I love the idea of living in a place like this, having a big garden that grows most of my food, maybe some pigs and goats, a wind and solar system that supplies all the power I need, and being able to live a life where I take less from the world than I give and live with some sense of serenity — which is not currently the case for me, nor for most people in the “modernized” nations. The thing that sucks is that we certainly have the technology already to create a society where humans improve the world rather than slowly eating it and shitting out poison in place of the beauty we consume.

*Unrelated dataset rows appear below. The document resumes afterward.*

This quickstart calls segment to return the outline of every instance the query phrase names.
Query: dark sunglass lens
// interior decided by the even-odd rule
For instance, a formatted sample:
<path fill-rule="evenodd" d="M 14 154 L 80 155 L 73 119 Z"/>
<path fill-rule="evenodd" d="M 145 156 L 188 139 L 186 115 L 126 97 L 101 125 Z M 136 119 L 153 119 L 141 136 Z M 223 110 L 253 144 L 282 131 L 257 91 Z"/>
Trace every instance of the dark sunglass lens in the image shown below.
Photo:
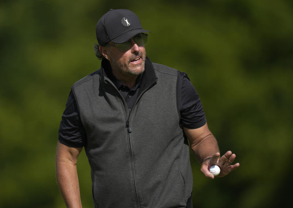
<path fill-rule="evenodd" d="M 146 34 L 140 34 L 134 39 L 134 41 L 139 46 L 143 46 L 147 42 L 147 35 Z"/>
<path fill-rule="evenodd" d="M 120 52 L 127 51 L 130 47 L 130 43 L 127 41 L 123 43 L 117 43 L 117 48 Z"/>

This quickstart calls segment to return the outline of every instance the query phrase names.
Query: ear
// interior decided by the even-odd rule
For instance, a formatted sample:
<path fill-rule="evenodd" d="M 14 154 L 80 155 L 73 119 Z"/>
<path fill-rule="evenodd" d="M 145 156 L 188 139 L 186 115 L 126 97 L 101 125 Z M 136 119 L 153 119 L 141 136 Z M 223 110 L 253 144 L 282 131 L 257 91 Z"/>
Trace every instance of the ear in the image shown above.
<path fill-rule="evenodd" d="M 110 60 L 111 59 L 110 58 L 108 54 L 108 49 L 107 47 L 104 46 L 99 46 L 99 50 L 100 51 L 100 52 L 101 52 L 101 53 L 104 56 L 104 57 L 106 58 L 106 59 L 110 61 Z"/>

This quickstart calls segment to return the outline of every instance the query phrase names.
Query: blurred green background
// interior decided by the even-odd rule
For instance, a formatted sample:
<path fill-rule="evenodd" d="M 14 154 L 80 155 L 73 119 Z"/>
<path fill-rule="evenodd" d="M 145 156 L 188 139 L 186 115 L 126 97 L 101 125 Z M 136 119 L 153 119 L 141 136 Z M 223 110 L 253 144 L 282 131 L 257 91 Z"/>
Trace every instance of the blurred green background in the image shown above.
<path fill-rule="evenodd" d="M 65 207 L 55 173 L 61 117 L 71 85 L 99 68 L 97 22 L 121 8 L 152 32 L 153 62 L 187 74 L 221 151 L 240 163 L 212 180 L 192 155 L 194 207 L 290 206 L 293 2 L 2 0 L 0 207 Z M 92 207 L 84 151 L 78 168 Z"/>

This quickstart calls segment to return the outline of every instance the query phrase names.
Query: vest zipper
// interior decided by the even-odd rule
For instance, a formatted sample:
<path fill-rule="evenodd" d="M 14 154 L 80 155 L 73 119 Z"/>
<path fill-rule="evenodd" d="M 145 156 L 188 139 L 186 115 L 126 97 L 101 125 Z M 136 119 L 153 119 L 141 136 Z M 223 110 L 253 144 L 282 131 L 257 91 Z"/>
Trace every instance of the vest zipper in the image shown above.
<path fill-rule="evenodd" d="M 143 94 L 144 92 L 148 89 L 150 87 L 153 85 L 156 82 L 157 82 L 158 79 L 157 79 L 156 80 L 156 81 L 154 82 L 148 86 L 141 93 L 140 93 L 140 94 L 138 97 L 136 99 L 135 101 L 134 102 L 134 104 L 133 105 L 133 107 L 135 106 L 135 104 L 136 104 L 136 102 L 137 101 L 137 100 L 140 98 L 141 96 Z M 133 107 L 132 107 L 133 108 Z M 126 128 L 127 128 L 127 131 L 128 132 L 128 138 L 129 139 L 129 147 L 130 148 L 130 154 L 131 157 L 131 162 L 132 163 L 132 168 L 133 169 L 133 182 L 134 183 L 134 191 L 135 193 L 135 200 L 136 202 L 136 205 L 137 206 L 137 207 L 138 208 L 139 208 L 140 207 L 140 205 L 139 205 L 139 201 L 138 200 L 138 192 L 137 191 L 137 185 L 136 185 L 136 180 L 135 179 L 135 167 L 134 167 L 134 159 L 133 158 L 133 154 L 132 153 L 132 148 L 131 146 L 131 142 L 130 141 L 130 133 L 132 131 L 131 130 L 131 128 L 130 127 L 130 125 L 129 124 L 129 119 L 130 117 L 130 114 L 131 114 L 131 110 L 129 112 L 129 114 L 128 115 L 128 118 L 127 120 L 127 121 L 126 121 Z"/>
<path fill-rule="evenodd" d="M 135 101 L 134 102 L 134 104 L 133 105 L 133 107 L 135 106 L 136 104 L 136 102 L 137 102 L 137 101 L 139 99 L 139 98 L 141 97 L 142 95 L 146 91 L 146 90 L 148 89 L 150 87 L 152 86 L 154 84 L 157 80 L 158 79 L 157 78 L 156 80 L 154 81 L 154 82 L 150 84 L 144 90 L 141 92 L 141 93 L 140 93 L 140 94 L 138 96 L 136 99 Z M 109 83 L 109 82 L 108 82 Z M 113 85 L 111 84 L 111 85 Z M 113 85 L 113 86 L 114 86 Z M 116 87 L 115 87 L 116 88 Z M 119 93 L 119 91 L 118 90 L 117 90 L 117 91 L 118 91 L 118 94 L 120 95 L 120 98 L 121 98 L 121 99 L 123 98 L 122 96 L 121 95 L 121 94 Z M 123 107 L 123 109 L 124 109 L 124 106 Z M 133 107 L 132 107 L 133 108 Z M 126 113 L 126 112 L 125 112 Z M 131 113 L 131 110 L 129 112 L 129 114 L 128 115 L 128 118 L 127 118 L 127 120 L 126 121 L 126 125 L 125 126 L 126 128 L 127 128 L 127 131 L 128 132 L 128 141 L 129 142 L 129 147 L 130 149 L 130 156 L 131 158 L 131 163 L 132 165 L 132 172 L 133 174 L 133 182 L 134 183 L 134 192 L 135 194 L 135 201 L 136 203 L 136 205 L 137 207 L 138 208 L 140 208 L 140 206 L 139 205 L 139 201 L 138 200 L 138 193 L 137 191 L 137 187 L 136 185 L 136 180 L 135 179 L 135 169 L 134 167 L 134 159 L 133 158 L 133 154 L 132 153 L 132 148 L 131 146 L 131 143 L 130 141 L 130 133 L 132 131 L 132 130 L 131 129 L 131 128 L 130 126 L 130 124 L 129 123 L 129 119 L 130 117 L 130 114 Z M 127 117 L 126 117 L 127 118 Z"/>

The systems already exist to allow every person to generate their own power and clean their own water without pulling out any more than the water table will allow. The systems already exist that allow us to transport ourselves without polluting. The systems already exist that allow us to produce healthful and delicious food locally and without chemicals or hormones. The systems already exist to end disease, hunger, and poverty… Want to know why they're not being used?

Because they're distributed, and we live in a capitalist system that by its very design moves assets upwards and collects them in the hands of a small number of people — and these two models can not live together with any harmony as long as the average person is a sheep.

Most of the solutions that can save our species — which as I said, already exist — are small scale. For example, rather than monstrous centralized power generation systems, every house can generate its own power and other needs, feeding back what it doesn't need into the grid to balance loads. The “problem” with these systems is that they don't allow for centralization, which in turn does not allow for centralization of profit. Systems like this distribute profits, and instead of distilling assets to a small number of centralized entities, keep them local and split between many people. Thus the most powerful people and corporations on the world are threatened by them and fight against them.

Welcome to the power of advertising, which can make otherwise reasonable people commit suicide and embrace slavery.

Wow Shannon, that's really annoying! What is it, 1997 on Geocities? Retroweb is NOT cool!